- Born: 25 July 1949 Baguio, Philippines
- Died: 3 December 2002 (aged 53) Baguio, Philippines
- Education: University of the Philippines Diliman College of Fine Arts

= Santi Bose =

Santiago Bose (July 25, 1949 – December 3, 2002), also known as Santi Bose, was a mixed-media artist and community organizer from the Philippines who co-founded the Baguio Arts Guild. He is recognized by the Cultural Center of the Philippines as a pioneer in the use of indigenous materials.

==Early life and education==

Santiago Bobila Bose was born to Mariano Bose and Lourdes Bobila on July 25, 1949, in Baguio in the Cordillera Region of the Philippines. He attended the Mapua Institute of Technology from 1965 to 1967 for architecture, then transferred and graduated from the College of Fine Arts at the University of the Philippines Diliman in 1972. Bose furthered his art studies in the United States at the West 17th Print Workshop in New York City while in a self-imposed exile. He returned to his hometown of Baguio in 1986 after the People Power Revolution.

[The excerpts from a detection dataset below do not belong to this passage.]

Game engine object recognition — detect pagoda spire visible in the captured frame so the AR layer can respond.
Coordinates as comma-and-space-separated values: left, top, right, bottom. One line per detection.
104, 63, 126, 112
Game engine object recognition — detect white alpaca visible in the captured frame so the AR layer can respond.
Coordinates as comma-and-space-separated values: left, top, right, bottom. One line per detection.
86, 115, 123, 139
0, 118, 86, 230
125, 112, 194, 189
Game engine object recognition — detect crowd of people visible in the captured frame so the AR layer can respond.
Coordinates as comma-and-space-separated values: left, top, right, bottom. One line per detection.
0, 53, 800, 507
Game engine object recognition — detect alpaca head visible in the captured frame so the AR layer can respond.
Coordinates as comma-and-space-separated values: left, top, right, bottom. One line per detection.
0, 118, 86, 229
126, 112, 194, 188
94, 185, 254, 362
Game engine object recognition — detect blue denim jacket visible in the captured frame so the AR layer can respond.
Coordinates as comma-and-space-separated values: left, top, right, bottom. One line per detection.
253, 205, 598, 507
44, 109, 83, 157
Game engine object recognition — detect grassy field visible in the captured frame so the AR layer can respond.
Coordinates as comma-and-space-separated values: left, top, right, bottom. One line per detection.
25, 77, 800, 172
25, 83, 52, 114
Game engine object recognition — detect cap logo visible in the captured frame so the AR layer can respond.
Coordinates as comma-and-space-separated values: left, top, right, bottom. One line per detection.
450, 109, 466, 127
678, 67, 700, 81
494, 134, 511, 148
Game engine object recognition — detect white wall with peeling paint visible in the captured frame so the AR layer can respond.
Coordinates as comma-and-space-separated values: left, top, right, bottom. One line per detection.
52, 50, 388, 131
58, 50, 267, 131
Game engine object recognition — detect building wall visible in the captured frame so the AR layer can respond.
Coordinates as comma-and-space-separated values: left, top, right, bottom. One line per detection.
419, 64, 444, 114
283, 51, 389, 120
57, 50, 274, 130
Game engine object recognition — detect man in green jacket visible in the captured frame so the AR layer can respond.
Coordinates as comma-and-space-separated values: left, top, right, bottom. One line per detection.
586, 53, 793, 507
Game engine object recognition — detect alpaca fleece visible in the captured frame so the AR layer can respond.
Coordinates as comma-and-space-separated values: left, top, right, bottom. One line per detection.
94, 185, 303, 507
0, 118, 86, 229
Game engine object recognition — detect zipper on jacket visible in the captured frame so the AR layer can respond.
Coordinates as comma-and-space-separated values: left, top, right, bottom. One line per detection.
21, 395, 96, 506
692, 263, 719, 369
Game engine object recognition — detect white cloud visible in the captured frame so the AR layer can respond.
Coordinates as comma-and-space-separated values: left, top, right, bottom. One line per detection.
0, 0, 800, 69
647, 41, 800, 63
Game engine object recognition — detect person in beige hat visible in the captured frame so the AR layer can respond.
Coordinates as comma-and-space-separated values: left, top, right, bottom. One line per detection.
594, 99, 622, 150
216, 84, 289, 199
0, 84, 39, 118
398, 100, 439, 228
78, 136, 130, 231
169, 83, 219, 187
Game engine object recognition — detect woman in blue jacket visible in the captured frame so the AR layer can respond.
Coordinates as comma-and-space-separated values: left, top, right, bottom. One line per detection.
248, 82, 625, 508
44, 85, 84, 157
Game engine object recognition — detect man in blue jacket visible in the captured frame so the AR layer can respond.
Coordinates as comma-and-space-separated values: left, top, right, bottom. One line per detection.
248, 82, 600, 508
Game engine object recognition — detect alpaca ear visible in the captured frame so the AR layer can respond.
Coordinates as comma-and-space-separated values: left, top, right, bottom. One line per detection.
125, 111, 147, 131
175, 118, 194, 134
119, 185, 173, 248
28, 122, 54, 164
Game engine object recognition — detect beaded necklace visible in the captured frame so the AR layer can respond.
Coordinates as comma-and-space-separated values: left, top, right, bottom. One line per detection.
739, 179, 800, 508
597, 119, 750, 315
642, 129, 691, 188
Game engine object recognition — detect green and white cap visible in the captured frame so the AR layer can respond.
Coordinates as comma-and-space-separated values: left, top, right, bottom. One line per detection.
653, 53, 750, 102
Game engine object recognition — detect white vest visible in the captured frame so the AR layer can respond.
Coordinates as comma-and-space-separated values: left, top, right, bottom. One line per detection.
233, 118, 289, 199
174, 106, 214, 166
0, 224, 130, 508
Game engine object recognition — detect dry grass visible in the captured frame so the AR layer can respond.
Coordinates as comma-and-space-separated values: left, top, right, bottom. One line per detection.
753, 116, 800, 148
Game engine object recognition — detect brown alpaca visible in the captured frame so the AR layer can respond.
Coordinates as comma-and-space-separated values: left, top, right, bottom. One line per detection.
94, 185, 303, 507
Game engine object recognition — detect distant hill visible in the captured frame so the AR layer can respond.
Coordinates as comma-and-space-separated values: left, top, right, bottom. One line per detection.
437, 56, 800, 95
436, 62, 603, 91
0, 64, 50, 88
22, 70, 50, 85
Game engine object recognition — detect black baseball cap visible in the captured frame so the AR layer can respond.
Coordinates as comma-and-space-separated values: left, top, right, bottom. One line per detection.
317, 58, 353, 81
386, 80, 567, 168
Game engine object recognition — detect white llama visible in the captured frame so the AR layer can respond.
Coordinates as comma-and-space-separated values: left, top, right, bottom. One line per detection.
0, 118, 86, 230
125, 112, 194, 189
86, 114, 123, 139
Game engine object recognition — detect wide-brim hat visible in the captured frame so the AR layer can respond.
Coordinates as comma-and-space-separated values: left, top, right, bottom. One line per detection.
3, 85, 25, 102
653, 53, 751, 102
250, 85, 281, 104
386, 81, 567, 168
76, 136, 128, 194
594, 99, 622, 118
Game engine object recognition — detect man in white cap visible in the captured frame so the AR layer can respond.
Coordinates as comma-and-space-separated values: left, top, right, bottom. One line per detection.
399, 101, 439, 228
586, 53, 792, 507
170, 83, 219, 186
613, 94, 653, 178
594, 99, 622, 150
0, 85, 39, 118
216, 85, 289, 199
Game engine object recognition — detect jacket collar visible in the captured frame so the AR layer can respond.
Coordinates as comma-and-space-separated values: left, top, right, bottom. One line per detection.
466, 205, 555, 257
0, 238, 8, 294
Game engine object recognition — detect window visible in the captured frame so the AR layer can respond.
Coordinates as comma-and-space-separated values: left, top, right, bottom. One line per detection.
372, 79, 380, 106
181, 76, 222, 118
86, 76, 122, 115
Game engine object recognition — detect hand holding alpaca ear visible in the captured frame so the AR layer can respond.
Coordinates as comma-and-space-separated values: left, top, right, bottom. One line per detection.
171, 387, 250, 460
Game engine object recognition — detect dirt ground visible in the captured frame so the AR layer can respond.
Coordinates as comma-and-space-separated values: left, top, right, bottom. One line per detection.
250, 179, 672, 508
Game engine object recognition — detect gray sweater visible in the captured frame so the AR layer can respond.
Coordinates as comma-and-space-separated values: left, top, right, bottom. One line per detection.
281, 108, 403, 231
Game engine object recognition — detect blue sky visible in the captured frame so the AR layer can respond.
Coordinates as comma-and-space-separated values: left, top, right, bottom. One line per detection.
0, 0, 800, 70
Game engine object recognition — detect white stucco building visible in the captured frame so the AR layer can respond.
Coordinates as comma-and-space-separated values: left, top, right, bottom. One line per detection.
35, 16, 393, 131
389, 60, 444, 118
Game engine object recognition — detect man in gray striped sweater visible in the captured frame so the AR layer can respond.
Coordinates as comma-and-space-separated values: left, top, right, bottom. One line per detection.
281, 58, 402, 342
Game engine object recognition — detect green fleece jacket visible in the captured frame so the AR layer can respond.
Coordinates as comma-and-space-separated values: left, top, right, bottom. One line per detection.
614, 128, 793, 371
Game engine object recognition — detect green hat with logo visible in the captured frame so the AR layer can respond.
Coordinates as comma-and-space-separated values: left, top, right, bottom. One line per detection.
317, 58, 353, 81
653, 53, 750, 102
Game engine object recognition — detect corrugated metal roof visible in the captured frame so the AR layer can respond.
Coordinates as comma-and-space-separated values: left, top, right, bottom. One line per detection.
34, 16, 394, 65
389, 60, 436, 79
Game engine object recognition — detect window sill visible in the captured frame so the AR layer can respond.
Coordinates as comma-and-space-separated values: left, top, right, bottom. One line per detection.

In 1994, he was a visiting research fellow at the Southern Cross University in Lismore, Australia, and, in 2000, a visiting artist in residence at the Pacific Bridge Gallery in Oakland, California.

== Career ==
Throughout his career, Bose featured in major international events, including the Havana Biennial in 1989, the Third Asian Art Show in Fukuoka, Japan, also in 1989, and the First Asia-Pacific Triennial of Contemporary Art at the Queensland Art Gallery in Brisbane, Australia in 1993. His work was also featured in the 1996 exhibit Memories of Overdevelopment at the University of California, Irvine, and the 2000 exhibit At Home and Abroad: 20 Contemporary Filipino Artists at the Asian Art Museum of San Francisco.

=== Baguio Arts Guild ===
In 1987, Bose founded, and was an original board member of, the Baguio Arts Guild, along with Benedicto Cabrera, Kidlat Tahimik, Roberto Villanueva, David Barbadas, and Irineo Geslani. He served as its chairperson in 1992 and the again in 2002. The Baguio Arts Guild is an art association based in the Cordillera Region that emphasizes the use of indigenous materials and multimedia, with themes that focus on nature, the environment, and Filipino identity.

== Personal life ==
Bose met his future wife, Peggy, at the University of the Philippines Diliman. They married in 1994 and had three daughters: Diwata, Lilledeshan, and Mutya. The couple separated, Peggy recalling, "I felt that his being an artist got in the way of his being a family man, with three kids. It was not what we promised each other when we got married. And it was making both of us unhappy."

==Recognitions==

In 1976, Bose was recognized as a Thirteen Artists awardee by the Cultural Center of the Philippines.